Center for Human Genetics Research, Departments of Molecular Physiology & Biophysics and Biomedical Informatics, Vanderbilt University, Nashville, TN, USA.
BioData Min. 2010 Sep 27;3(1):5. doi: 10.1186/1756-0381-3-5.
Growing interest and burgeoning technology for discovering genetic mechanisms that influence disease processes have ushered in a flood of genetic association studies over the last decade, yet little heritability in highly studied complex traits has been explained by genetic variation. Non-additive gene-gene interactions, which are not often explored, are thought to be one source of this "missing" heritability.
Stochastic methods employing evolutionary algorithms have demonstrated promise in being able to detect and model gene-gene and gene-environment interactions that influence human traits. Here we demonstrate modifications to a neural network algorithm in ATHENA (the Analysis Tool for Heritable and Environmental Network Associations) resulting in clear performance improvements for discovering gene-gene interactions that influence human traits. We employed an alternative tree-based crossover, backpropagation for locally fitting neural network weights, and incorporation of domain knowledge obtainable from publicly accessible biological databases for initializing the search for gene-gene interactions. We tested these modifications in silico using simulated datasets.
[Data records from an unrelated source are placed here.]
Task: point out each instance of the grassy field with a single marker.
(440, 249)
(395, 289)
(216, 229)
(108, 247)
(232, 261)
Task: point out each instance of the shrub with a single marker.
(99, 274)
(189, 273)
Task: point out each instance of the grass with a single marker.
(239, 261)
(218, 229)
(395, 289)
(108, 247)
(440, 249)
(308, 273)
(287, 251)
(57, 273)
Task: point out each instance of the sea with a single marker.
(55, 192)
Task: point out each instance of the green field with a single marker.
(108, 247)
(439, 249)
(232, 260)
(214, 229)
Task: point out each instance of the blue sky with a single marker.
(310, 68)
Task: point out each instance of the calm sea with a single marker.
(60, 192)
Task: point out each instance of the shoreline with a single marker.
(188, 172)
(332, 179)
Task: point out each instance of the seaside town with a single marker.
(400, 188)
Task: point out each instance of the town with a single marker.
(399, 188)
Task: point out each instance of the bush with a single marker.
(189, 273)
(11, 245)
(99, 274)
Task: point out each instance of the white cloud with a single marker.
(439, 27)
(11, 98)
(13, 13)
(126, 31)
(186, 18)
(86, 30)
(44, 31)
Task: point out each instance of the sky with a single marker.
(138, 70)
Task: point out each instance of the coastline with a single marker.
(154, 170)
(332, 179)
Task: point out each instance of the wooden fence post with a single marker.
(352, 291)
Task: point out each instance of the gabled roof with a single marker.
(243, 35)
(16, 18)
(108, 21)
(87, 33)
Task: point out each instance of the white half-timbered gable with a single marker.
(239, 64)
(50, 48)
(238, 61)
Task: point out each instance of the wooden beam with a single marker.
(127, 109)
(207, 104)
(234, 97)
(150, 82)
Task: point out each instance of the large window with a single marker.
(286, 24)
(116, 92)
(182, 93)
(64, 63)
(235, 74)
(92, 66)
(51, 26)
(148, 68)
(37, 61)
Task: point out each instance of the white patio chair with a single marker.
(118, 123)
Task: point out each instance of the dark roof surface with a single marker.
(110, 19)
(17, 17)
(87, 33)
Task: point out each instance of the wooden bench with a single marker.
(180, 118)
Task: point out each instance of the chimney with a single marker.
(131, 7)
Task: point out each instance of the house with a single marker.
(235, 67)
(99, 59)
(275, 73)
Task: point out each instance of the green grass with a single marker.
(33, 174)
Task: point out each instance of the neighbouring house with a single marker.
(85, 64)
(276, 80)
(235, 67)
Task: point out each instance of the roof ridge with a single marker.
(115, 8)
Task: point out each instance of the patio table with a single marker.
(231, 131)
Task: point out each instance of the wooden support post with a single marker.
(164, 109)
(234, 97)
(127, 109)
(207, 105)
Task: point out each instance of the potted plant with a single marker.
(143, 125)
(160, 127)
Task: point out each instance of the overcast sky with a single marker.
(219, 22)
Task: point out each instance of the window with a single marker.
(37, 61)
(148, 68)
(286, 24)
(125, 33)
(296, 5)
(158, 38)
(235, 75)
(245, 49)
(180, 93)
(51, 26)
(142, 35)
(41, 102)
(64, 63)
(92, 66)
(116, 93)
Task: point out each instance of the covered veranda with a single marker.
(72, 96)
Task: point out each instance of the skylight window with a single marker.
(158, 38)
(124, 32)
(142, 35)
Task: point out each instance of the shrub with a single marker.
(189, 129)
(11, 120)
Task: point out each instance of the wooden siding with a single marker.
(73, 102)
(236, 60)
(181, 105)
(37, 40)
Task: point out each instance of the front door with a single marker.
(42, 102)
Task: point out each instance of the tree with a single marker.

We show that the alternative tree-based crossover modification resulted in a modest increase in the sensitivity of the ATHENA algorithm for discovering gene-gene interactions. The performance increase was highly statistically significant when backpropagation was used to locally fit NN weights. We also demonstrate that using domain knowledge to initialize the search for gene-gene interactions results in a large performance increase, especially when the search space is larger than the search coverage.
We show that a hybrid optimization procedure, alternative crossover strategies, and incorporation of domain knowledge from publicly available biological databases can result in marked increases in sensitivity and performance of the ATHENA algorithm for detecting and modelling gene-gene interactions that influence a complex human trait.
过去十年,随着发现影响疾病过程的遗传机制的兴趣日益浓厚和技术不断涌现,大量的遗传关联研究如雨后春笋般涌现,但遗传变异仅能解释部分高度研究的复杂性状的遗传率。非加性基因-基因相互作用(通常未被探索)被认为是遗传率缺失的一个来源。
采用进化算法的随机方法已证明能够检测和建模影响人类特征的基因-基因和基因-环境相互作用。在这里,我们展示了对 ATHENA(遗传和环境网络关联分析工具)中的神经网络算法的修改,这些修改导致发现影响人类特征的基因-基因相互作用的性能得到明显提高。我们采用了替代的基于树的交叉、神经网络权重的局部拟合的反向传播,以及可从公共可访问的生物数据库获得的领域知识,用于初始化基因-基因相互作用的搜索。我们使用模拟数据集进行了这些修改的模拟测试。
我们表明,替代的基于树的交叉修改导致 ATHENA 算法发现基因-基因相互作用的敏感性略有提高。当使用反向传播来局部拟合 NN 权重时,性能提高具有高度统计学意义。我们还表明,使用领域知识初始化基因-基因相互作用的搜索可以大大提高性能,尤其是在搜索空间大于搜索范围时。
我们表明,混合优化程序、替代交叉策略和从公共可用生物数据库中获取领域知识可以显著提高 ATHENA 算法检测和建模影响复杂人类特征的基因-基因相互作用的敏感性和性能。